Geri graciously tapped yours truly to submit a poem for her 1992 album, Maroons, and to write liner notes for her 2013 Motéma album, Timeline Live — the latter, the recorded debut of her group with Kenny Davis, Kassa Overall and tap-dancer Maurice Chestnut. We last collaborated on an evening at The Stone in 2014. I convinced her that this reporter was no longer writing poetry as fiery and absurdist as she so fondly recalled from our HU daze, but I did have this play that imagined MLK and Malcolm X as alternate-universe BFFs which would require her take on some rather knotty music by Muhal Richard Abrams and Roscoe Mitchell. Geri, of course, made handy snacks out of those gripping, masterful works.
Geri also had several large-scale conceptual and orchestral works of her own that she’d developed over the last two decades. There was “For The Healing of the Nations,” a “Sacred Jazz Suite for Voices” that she had written in tribute to the victims, survivors and the families of the 9/11 attacks. There was the Mary Lou Williams Cyber Symposium she had conceived and produced as part of the University of Pittsburgh’s jazz studies program, of which she was the director. There was “Slow Fade To Black,” a dance and film collaboration with the artist Carrie Mae Weems; and also Grand River Crossings (Motown & Motor City Inspirations), an album of Motown hit re-interpretations.

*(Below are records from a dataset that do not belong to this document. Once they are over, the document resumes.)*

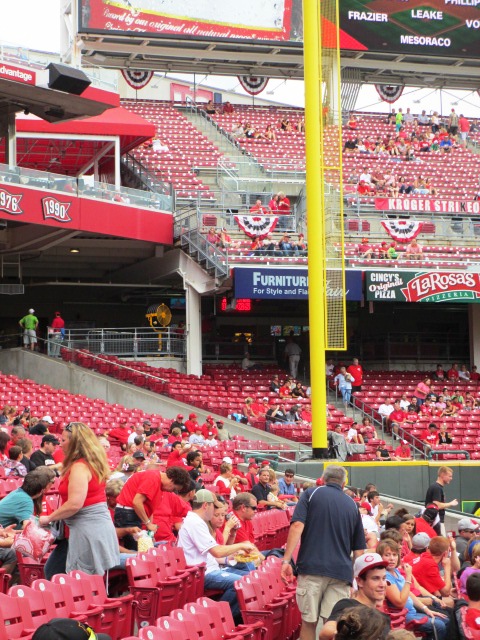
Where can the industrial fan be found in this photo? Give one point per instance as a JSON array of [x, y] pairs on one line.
[[159, 318]]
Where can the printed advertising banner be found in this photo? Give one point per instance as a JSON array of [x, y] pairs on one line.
[[427, 205], [247, 20], [287, 284], [432, 286], [60, 209]]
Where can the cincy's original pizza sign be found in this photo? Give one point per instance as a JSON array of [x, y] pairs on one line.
[[432, 286]]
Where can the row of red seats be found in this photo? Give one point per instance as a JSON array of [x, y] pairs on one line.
[[204, 619], [77, 595]]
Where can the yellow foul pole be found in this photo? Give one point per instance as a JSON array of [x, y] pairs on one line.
[[315, 219]]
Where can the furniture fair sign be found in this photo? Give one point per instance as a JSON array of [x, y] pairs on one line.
[[431, 286]]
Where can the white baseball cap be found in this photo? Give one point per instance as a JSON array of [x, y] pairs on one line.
[[366, 562]]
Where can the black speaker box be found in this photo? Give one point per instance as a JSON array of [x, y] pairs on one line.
[[68, 79]]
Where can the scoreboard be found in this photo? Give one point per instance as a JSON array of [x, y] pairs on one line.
[[434, 27]]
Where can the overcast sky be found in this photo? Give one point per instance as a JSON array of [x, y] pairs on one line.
[[35, 24]]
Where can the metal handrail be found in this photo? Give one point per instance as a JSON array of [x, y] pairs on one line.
[[442, 452], [134, 342]]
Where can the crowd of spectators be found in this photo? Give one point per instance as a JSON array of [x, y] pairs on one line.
[[410, 138], [209, 512], [404, 565], [246, 130]]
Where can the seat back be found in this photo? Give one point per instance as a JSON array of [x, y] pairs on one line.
[[41, 603], [141, 573], [196, 626], [15, 618], [61, 594]]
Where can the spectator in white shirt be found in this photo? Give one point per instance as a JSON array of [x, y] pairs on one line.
[[200, 547], [386, 409]]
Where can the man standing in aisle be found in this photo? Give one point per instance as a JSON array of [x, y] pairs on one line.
[[436, 495], [356, 371], [29, 324], [330, 528], [57, 330], [292, 354]]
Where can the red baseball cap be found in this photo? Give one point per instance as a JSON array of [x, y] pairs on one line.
[[366, 562], [366, 505]]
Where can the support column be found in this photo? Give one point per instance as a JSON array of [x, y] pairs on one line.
[[9, 132], [474, 331], [194, 330], [334, 108], [118, 181]]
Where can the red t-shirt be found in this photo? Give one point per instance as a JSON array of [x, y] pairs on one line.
[[176, 458], [148, 483], [95, 491], [208, 428], [191, 425], [426, 410], [427, 573], [403, 451], [245, 532], [169, 511], [397, 416], [423, 527], [121, 434], [472, 619], [356, 372]]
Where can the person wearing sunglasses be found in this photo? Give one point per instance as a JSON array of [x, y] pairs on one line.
[[288, 490], [89, 541]]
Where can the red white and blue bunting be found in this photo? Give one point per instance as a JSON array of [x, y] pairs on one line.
[[402, 230], [137, 79], [255, 226], [253, 84], [389, 93]]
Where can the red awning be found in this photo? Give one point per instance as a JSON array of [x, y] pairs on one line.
[[69, 156]]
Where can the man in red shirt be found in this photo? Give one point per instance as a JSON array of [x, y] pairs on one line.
[[474, 375], [397, 417], [16, 434], [252, 474], [245, 507], [420, 542], [171, 510], [209, 427], [57, 327], [120, 433], [427, 409], [472, 617], [260, 407], [452, 373], [356, 371], [179, 451], [192, 423], [403, 452], [259, 209], [137, 499], [430, 435], [426, 570]]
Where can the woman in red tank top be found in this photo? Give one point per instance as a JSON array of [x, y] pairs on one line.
[[89, 542]]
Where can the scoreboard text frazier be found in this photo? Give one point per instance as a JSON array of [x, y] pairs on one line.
[[438, 27]]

Like many who’ve already anecdotally posted and grieved on social media, I find the notion of talking about Geri Allen in the past tense to be beyond shocking, depressing, gut-pummeling. Because there are also three of Geri’s progeny, all still in their 20s, to mourn for too. Chile, you already know: our ongoing memorial services will be a ceaseless tsunami of a tear-fest no matter how buoyant our second-lines are determined to be.
True confession time: Geri played the Summer Garden series at the Museum of Modern Art in 2011, and mid-performance I had the kind of epiphany one can only have when it smacks you dead upside your doofus noggin: that somebody you’ve known since you were both collegiate-age babies has done ascended to that Olympian realm where only The Masters dwell. In fact, I distinctly remember idiotically thinking to Self, ”Yo, Self, you do know that whenever Cecil, McCoy, Herbie, and Chick all check out, the building will totally belong to Geri, right?” Well, duh-nuh ninja. But now? Tis just like that scene in Good Times, when Esther Rolle’s Flo learns about the death of John Amos’ character: “Damn Damn Damn!”